ABSCHLUSS DER X. ORDENTLICHEN GENERALVERSAMMLUNG DER BISCHOFSSYNODE UND DES JAHRES DER EUCHARISTIE,

HEILIGSPRECHUNG DER SELIGEN:

JÓZEPH BILCZEWSKI;

GAETANO CATANOSO;

ZYGMUNT GORAZDOWSKI;

ALBERTO HURTADO CRUCHAGA;

FELIX VON NICOSIA

PREDIGT VON BENEDIKT XVI.

Petersplatz

Weltmissionstag

Sonntag, 23. Oktober 2005

Verehrte Brüder im Bischofs- und Priesteramt,

liebe Brüder und Schwestern!

An diesem 30. Sonntag im Jahreskreis ist unsere Eucharistiefeier aus verschiedenen Gründen reich an Momenten der Danksagung und des Bittgebetes an Gott. Das Jahr der Eucharistie sowie die Ordentliche Vollversammlung der Bischofssynode, die ja dem eucharistischen Geheimnis im Leben und in der Sendung der Kirche gewidmet war, finden gleichzeitig ihren Abschluß, während in Kürze fünf Selige heiliggesprochen werden: der Bischof Józeph Bilczewski, die Priester Gaetano Catanoso, Zygmunt Gorazdowski und Alberto Hutardo Cruchaga, sowie der Kapuzinerbruder Felix von Nicosia. Darüber hinaus wird heute der Weltmissionssonntag begangen, ein jährlicher Termin, der in der kirchlichen Gemeinschaft den missionarischen Eifer wachruft. Ich richte mit Freude meinen Gruß an alle Anwesenden, zunächst an die Synodenväter und dann an die Pilger, die zusammen mit ihren Hirten aus verschiedenen Ländern gekommen sind, um die neuen Heiligen zu feiern. Die heutige Liturgie lädt uns ein, die Eucharistie als Quelle der Heiligkeit und als geistliche Nahrung für unsere Sendung in der Welt zu betrachten: Dieses höchste »Geschenk und Geheimnis« offenbart und vermittelt uns die Fülle der Liebe Gottes.
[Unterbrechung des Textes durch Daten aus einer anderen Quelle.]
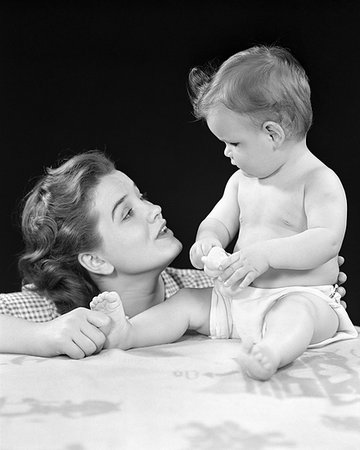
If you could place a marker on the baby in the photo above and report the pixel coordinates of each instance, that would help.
(275, 292)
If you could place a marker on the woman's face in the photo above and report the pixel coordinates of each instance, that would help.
(134, 235)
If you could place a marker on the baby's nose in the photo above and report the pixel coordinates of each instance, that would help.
(154, 213)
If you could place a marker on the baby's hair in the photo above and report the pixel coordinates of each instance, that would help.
(263, 82)
(57, 224)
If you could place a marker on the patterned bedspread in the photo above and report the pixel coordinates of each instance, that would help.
(187, 395)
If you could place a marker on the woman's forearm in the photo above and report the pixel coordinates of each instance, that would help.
(22, 336)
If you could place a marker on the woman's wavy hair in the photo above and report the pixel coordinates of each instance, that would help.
(58, 224)
(263, 82)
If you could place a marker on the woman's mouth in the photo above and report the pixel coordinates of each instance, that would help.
(163, 232)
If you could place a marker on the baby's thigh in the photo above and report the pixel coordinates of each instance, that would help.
(325, 319)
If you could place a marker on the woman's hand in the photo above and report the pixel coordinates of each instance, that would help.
(75, 334)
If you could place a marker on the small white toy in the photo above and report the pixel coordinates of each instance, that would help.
(213, 261)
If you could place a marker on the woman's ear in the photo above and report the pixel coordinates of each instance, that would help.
(93, 263)
(275, 132)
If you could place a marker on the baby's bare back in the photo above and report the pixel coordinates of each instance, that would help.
(274, 208)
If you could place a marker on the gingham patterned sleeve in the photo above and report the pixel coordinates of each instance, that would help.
(28, 305)
(175, 279)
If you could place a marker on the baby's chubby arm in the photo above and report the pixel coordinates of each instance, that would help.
(220, 226)
(325, 209)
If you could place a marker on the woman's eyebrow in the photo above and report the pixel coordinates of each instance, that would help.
(118, 203)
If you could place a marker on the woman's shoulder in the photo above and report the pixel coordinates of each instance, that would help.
(28, 304)
(175, 279)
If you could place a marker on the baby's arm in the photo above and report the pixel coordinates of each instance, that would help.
(220, 226)
(75, 334)
(161, 324)
(325, 209)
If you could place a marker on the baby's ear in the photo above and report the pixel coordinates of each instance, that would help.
(93, 263)
(275, 132)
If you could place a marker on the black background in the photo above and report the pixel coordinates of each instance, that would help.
(113, 75)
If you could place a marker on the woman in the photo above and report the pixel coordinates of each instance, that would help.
(87, 228)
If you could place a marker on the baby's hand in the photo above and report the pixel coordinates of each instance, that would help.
(246, 265)
(213, 261)
(200, 249)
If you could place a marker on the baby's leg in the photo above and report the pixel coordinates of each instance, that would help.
(109, 303)
(294, 322)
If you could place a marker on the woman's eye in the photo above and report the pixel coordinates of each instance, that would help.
(128, 214)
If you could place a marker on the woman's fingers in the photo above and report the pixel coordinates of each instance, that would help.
(95, 335)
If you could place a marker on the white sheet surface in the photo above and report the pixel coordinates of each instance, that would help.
(187, 395)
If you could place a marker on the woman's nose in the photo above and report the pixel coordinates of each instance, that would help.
(154, 213)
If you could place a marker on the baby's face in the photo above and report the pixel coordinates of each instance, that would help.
(249, 147)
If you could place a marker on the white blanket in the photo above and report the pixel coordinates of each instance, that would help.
(187, 395)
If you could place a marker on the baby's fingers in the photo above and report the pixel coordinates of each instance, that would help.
(250, 277)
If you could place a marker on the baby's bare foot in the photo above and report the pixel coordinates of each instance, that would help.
(261, 362)
(110, 303)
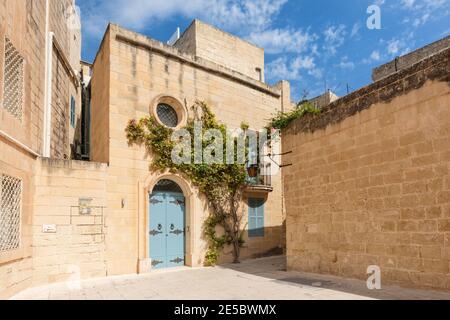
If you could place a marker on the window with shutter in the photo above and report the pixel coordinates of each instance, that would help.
(255, 217)
(72, 112)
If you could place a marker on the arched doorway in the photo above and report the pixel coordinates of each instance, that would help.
(167, 214)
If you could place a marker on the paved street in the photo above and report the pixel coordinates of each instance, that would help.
(256, 279)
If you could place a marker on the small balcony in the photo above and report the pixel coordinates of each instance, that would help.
(259, 178)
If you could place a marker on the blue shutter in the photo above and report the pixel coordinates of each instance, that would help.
(72, 112)
(255, 217)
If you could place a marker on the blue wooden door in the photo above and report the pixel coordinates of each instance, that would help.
(167, 219)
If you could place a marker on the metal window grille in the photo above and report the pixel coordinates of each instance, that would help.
(167, 115)
(13, 86)
(10, 211)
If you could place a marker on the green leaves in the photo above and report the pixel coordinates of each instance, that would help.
(222, 184)
(284, 119)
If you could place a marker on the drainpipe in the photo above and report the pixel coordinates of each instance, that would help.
(48, 83)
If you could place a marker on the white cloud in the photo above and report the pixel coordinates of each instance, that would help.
(276, 41)
(375, 56)
(355, 30)
(334, 38)
(282, 68)
(422, 11)
(346, 64)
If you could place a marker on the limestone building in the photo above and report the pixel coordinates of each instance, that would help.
(65, 219)
(134, 76)
(39, 117)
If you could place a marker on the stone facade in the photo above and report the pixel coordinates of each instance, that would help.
(23, 25)
(209, 43)
(370, 181)
(131, 75)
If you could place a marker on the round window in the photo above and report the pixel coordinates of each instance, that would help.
(167, 115)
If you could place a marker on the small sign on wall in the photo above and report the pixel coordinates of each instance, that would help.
(85, 206)
(49, 228)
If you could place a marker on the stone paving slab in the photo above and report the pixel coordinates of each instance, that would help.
(261, 279)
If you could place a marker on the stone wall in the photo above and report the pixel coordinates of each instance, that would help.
(75, 249)
(23, 23)
(370, 181)
(212, 44)
(409, 59)
(141, 72)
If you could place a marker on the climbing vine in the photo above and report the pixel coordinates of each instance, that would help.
(222, 184)
(283, 119)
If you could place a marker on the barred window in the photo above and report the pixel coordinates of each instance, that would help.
(10, 211)
(167, 115)
(13, 85)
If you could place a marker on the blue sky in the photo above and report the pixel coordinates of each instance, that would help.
(315, 44)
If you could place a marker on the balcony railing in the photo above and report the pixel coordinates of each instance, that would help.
(262, 181)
Das Wort des Herrn, das wir eben im Evangelium gehört haben, erinnert uns daran, daß in der Liebe das ganze göttliche Gesetz zusammengefaßt ist. Das zweifache Gebot der Gottes- und Nächstenliebe beinhaltet die beiden Aspekte einer einzigen Dynamik des Herzens und des Lebens. Jesus bringt auf diese Weise die alte Offenbarung zur Erfüllung und fügt dabei kein neues Gebot hinzu, sondern verwirklicht in sich selbst und in seinem Heilswirken die lebendige Synthese der beiden bedeutsamen Worte des Alten Bundes: »Du sollst den Herrn, deinen Gott, lieben mit ganzem Herzen…« und »Du sollst deinen Nächsten lieben wie dich selbst« (vgl. Dtn Dt 6,5 Lv 19,18). In der Eucharistie betrachten wir das Sakrament dieser lebendigen Synthese des Gesetzes: Christus vertraut uns in seiner Person die volle Verwirklichung der Liebe zu Gott und der Liebe zu unseren Brüdern und Schwestern an. Und diese seine Liebe übermittelt er uns, wenn wir uns von seinem Leib und seinem Blut nähren. Dann kann sich in uns das verwirklichen, was der hl. Paulus den Thessalonichern in der heutigen Zweiten Lesung schreibt: »Ihr habt euch von den Götzen zu Gott bekehrt, um dem lebendigen und wahren Gott zu dienen« (1Th 1,9). Diese Bekehrung ist der Anfang des Weges der Heiligkeit, den zu gehen der Christ in seinem Leben berufen ist. Der Heilige ist ein Mensch, der so fasziniert ist von der Schönheit Gottes und von seiner vollkommenen Wahrheit, daß er nach und nach davon verwandelt wird. Für diese Schönheit und Wahrheit ist er bereit, auf alles zu verzichten, auch auf sich selbst. Ihm genügt die Liebe Gottes, die er im demütigen und uneigennützigen Dienst am Nächsten erfährt, besonders an denen, die es ihm nicht vergelten können. Wie providentiell ist doch in dieser Hinsicht die Tatsache, daß die Kirche heute allen ihren Gläubigen fünf neue Heilige vorstellt, die sich von Christus, dem lebendigen Brot, ernährt und sich so zur Liebe bekehrt haben, die ihr ganzes Dasein geprägt hat! In unterschiedlichen Lebenssituationen und mit verschiedenen Charismen haben sie den Herrn mit ungeteiltem Herzen geliebt und den Nächsten wie sich selbst und wurden so »ein Vorbild für alle Gläubigen« (1Th 1,7). [Nach diesen Worten auf italienisch sagte der Heilige Vater auf polnisch:]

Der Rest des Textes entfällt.